National governing body of karate for the United States

USA National Karate-do Federation (also known as USA Karate) is the national governing body (NGB) of karate for the United States Olympic Committee and as such is the official Member National Association (MNA) of the World Karate Federation (WKF) in the
United States.

The organization has complete authority over all decisions regarding U.S. national junior and senior team selections for World Karate Federation events. The tournaments that are held by the USA-NKF are big and nationwide and many famous martial artists attend the events. The USA Open is one of the largest international Black belt-only events in the world.
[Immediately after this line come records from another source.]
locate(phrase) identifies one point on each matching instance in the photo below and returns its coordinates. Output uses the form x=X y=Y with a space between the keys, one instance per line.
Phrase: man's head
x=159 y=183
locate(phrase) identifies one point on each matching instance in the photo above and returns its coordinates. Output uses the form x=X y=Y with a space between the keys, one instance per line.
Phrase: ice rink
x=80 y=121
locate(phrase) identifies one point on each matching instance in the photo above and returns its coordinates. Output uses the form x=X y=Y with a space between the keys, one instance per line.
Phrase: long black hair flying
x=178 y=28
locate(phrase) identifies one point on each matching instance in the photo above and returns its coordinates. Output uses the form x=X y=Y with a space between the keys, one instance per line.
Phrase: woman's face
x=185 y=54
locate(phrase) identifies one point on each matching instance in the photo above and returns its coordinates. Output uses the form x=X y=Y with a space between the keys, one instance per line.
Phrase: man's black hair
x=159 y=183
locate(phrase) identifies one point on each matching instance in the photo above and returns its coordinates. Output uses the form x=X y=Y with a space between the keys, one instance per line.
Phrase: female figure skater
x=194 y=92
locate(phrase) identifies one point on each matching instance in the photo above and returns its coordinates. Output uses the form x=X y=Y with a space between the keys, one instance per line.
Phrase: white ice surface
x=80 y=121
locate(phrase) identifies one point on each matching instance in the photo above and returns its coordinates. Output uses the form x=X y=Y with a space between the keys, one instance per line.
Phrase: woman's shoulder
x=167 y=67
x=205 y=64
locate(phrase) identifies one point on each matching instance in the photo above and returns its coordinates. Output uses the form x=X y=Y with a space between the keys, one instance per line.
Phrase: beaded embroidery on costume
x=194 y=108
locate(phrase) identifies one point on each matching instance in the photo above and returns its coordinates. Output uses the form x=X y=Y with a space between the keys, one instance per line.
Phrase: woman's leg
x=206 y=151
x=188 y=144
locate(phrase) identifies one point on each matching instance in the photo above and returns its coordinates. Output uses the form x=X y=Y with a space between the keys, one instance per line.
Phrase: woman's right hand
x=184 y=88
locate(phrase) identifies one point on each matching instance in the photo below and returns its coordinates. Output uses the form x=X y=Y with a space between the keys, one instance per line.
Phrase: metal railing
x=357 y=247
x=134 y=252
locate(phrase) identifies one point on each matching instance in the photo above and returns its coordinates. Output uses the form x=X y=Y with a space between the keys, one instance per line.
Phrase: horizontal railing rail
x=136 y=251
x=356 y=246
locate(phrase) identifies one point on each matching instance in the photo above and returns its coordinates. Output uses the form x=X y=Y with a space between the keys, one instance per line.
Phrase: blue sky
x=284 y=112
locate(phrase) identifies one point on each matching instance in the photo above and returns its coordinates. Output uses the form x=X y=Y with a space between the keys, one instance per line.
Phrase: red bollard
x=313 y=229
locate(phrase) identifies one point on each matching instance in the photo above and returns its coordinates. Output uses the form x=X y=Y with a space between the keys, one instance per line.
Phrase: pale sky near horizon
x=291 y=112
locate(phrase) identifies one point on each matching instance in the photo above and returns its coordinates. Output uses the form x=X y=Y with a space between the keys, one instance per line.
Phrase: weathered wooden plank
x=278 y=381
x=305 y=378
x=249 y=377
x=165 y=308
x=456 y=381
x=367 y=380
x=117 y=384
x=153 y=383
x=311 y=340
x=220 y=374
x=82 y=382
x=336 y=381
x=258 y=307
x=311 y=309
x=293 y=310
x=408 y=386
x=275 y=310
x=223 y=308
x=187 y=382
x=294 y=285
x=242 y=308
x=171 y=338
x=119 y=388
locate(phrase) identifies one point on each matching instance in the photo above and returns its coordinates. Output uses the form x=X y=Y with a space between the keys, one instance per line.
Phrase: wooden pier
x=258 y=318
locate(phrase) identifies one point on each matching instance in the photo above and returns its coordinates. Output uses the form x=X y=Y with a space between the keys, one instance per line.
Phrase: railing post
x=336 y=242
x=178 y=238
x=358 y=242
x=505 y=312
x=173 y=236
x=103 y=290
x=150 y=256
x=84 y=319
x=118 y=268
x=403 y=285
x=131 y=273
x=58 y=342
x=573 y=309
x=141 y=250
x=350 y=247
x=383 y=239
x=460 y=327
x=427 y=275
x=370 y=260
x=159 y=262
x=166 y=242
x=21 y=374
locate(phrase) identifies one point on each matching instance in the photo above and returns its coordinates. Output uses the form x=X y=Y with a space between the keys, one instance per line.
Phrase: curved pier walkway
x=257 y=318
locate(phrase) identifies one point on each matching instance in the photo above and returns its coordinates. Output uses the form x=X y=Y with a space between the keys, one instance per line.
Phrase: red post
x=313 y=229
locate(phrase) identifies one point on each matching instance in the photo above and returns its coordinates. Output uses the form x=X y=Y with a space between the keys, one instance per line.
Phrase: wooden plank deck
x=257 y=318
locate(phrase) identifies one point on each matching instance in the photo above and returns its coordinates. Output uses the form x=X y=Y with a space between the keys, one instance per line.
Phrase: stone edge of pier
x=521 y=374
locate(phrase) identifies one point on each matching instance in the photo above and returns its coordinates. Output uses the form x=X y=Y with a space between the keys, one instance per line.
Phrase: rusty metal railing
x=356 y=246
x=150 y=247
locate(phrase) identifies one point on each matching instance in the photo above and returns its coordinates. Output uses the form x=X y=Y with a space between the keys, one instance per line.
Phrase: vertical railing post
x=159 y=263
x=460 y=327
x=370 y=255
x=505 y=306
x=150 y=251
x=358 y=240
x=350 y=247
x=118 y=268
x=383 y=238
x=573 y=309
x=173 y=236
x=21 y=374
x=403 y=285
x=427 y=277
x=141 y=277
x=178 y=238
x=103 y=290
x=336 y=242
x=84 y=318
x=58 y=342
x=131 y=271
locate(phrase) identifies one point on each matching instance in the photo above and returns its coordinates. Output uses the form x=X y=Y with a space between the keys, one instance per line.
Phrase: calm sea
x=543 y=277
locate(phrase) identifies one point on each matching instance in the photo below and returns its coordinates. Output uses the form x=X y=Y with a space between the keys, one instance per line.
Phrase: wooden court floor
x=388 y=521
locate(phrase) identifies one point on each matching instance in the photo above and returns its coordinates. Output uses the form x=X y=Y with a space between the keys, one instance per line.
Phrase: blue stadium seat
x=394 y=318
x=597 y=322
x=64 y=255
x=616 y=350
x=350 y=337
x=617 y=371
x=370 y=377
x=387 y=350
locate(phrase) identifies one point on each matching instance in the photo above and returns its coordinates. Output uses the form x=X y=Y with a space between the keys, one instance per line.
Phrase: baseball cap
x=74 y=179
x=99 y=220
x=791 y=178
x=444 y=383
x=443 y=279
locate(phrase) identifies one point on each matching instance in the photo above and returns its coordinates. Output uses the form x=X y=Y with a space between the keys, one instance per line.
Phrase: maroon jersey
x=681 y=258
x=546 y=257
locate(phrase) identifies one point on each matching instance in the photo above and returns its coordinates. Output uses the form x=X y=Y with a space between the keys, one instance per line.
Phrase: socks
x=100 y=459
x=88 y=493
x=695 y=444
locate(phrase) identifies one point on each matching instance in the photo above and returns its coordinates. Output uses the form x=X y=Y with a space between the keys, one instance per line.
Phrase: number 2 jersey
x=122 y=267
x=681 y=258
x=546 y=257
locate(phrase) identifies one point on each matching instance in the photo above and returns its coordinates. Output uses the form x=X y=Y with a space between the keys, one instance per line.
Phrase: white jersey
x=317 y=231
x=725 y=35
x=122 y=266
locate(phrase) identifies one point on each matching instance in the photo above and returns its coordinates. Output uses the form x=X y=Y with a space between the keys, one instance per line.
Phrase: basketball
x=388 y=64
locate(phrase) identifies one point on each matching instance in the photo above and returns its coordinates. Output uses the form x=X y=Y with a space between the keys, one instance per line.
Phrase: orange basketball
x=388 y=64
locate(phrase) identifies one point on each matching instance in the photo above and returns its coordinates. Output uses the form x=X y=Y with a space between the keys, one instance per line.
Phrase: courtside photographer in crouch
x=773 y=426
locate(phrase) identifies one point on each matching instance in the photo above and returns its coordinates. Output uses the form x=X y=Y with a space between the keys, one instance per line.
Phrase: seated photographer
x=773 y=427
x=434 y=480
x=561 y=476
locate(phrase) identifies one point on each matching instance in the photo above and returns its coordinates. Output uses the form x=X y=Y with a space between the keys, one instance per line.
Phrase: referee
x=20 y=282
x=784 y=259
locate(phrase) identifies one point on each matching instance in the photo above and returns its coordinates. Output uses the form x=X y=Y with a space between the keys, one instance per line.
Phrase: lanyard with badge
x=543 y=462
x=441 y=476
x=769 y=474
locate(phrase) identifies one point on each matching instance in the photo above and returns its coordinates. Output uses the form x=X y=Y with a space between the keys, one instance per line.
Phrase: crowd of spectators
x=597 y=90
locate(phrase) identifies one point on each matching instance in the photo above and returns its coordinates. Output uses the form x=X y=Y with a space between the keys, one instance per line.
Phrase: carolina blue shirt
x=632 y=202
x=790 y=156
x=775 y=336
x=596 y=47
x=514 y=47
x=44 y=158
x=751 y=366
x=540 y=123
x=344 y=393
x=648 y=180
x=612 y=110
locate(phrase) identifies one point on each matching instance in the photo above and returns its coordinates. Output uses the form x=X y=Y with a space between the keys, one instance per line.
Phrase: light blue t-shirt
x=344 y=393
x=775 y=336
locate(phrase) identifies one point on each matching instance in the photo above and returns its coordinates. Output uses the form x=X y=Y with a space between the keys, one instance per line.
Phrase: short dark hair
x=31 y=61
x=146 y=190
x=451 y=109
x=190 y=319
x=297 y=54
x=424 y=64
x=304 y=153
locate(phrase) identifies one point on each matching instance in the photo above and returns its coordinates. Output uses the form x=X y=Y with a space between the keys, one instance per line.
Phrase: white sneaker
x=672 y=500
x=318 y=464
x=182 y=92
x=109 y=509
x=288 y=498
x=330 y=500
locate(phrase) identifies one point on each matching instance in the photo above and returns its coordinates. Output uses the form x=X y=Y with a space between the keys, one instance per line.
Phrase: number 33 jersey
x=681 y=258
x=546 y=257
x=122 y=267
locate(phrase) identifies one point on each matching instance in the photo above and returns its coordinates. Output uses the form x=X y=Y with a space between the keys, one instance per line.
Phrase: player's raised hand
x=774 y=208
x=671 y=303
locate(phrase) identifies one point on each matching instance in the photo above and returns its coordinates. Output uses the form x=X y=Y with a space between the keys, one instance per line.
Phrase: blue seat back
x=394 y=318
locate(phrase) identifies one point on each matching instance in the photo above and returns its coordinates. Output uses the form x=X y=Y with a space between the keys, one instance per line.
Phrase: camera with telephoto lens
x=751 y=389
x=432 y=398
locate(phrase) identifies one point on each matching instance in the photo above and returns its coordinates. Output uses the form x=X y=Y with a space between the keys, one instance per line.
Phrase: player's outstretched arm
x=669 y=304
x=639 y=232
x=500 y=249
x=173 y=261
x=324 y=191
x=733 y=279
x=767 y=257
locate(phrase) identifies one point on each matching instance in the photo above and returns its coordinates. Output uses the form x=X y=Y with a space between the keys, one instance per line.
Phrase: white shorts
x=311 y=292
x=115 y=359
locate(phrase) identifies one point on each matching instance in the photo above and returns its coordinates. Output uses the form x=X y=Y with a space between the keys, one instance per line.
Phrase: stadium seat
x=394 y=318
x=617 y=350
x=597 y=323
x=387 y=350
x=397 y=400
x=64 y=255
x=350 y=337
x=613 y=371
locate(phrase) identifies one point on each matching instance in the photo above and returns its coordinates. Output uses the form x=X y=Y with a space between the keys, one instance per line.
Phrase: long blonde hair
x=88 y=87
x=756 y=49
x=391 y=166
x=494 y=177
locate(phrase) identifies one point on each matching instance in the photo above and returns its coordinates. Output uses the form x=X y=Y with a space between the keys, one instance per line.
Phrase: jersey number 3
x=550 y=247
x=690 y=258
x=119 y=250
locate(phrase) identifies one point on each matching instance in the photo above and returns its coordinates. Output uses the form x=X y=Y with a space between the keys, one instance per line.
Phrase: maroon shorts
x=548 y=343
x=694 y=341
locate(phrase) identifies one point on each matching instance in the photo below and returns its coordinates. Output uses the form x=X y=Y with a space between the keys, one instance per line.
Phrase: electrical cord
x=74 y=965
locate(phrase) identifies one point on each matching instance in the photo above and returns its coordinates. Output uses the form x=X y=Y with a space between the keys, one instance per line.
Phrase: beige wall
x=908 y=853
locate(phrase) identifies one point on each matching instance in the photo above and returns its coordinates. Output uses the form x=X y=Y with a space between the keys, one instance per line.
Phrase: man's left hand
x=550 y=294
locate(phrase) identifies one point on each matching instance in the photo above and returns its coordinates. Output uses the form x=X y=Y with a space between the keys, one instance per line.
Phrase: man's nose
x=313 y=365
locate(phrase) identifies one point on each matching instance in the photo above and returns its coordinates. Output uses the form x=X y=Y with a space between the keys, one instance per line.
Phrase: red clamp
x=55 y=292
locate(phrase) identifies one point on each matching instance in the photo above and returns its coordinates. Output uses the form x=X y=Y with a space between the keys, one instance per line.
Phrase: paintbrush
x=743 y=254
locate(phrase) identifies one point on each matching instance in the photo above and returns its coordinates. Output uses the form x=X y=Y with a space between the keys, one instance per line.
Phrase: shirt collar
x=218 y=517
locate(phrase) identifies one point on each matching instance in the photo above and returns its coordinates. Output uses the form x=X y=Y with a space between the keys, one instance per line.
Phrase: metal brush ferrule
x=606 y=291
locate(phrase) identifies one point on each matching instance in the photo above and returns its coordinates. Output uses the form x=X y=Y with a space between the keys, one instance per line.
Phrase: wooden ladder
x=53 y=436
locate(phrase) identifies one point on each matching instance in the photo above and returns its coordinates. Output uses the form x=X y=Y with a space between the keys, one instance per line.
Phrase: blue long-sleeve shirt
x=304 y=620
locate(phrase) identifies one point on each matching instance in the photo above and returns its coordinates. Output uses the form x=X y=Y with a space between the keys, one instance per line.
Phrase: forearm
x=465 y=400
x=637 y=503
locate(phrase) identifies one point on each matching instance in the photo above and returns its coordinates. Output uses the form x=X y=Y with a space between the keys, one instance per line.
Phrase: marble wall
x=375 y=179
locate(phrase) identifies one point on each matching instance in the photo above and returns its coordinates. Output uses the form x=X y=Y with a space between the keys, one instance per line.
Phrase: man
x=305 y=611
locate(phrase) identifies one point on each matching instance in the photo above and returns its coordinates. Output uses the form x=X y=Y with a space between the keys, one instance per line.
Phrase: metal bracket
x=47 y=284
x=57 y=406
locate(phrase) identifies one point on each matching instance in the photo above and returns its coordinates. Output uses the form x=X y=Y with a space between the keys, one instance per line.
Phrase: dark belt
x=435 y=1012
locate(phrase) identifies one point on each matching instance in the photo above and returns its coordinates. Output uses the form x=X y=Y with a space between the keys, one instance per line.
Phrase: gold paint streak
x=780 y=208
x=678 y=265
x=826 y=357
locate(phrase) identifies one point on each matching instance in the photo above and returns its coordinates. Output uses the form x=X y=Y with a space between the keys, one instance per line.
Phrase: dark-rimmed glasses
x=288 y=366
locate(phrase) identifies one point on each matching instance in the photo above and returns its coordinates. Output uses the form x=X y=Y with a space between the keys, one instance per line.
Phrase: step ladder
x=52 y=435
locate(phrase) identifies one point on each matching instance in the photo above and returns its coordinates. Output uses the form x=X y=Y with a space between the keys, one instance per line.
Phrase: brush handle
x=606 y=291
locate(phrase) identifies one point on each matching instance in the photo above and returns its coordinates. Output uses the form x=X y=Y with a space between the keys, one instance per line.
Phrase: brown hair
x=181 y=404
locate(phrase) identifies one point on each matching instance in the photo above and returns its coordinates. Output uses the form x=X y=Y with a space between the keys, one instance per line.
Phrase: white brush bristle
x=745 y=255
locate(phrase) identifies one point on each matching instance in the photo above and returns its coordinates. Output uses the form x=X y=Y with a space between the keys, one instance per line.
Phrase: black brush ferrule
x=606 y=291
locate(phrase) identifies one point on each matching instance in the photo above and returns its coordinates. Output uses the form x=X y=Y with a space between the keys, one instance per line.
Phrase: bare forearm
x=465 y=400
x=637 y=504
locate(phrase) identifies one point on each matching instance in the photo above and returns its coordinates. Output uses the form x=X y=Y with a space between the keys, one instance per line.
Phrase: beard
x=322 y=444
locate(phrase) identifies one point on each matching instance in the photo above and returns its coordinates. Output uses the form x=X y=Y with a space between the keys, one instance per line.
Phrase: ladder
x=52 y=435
Every year the USA-NKF holds a competition, generally referred to as Nationals, where all the people who qualified in one of the many Qualifiers around the USA compete in different categories for the National Champion title.

The divisions are:
- Kata
- Korean Kata
- Okinawan Kata
- Mandatory Kata
- Kobudo
- Kumite

==History==
The Amateur Athletic Union (AAU) was the official organization responsible for the running of all amateur sports in the United States, established in 1888. The AAU was officially charged with the organization and operation of many sports in the US. During this time, Karate was one of the committees in the organization and was not an independent governing body.

The Amateur Sports Act of 1978 enabled the governance of sports in the U.S. by organizations other than the AAU. This act made each sport set up its own National governing body (NGB). Each of these governing bodies would be part of the United States Olympic & Paralympic Committee, but would not be run by the committee. Thus, The USA Karate Federation was born.

USA National Karate-do Federation is the latest of previous organizations to claim to represent Karate in the United States. USA National Karate-do Federation replaces USA Karate Federation.

On April 24, 2021, the USOPC sent a demand letter to the USA-NKF for immediate reform and adoption of accountability measures. An investigation ordered by the USOPC found numerous actual and perceived conflicts of interest which show bias in favor of certain dojos' athletes. The USOPC has warned the USA-NKF their NGB status could be revoked if they fail to implement reforms.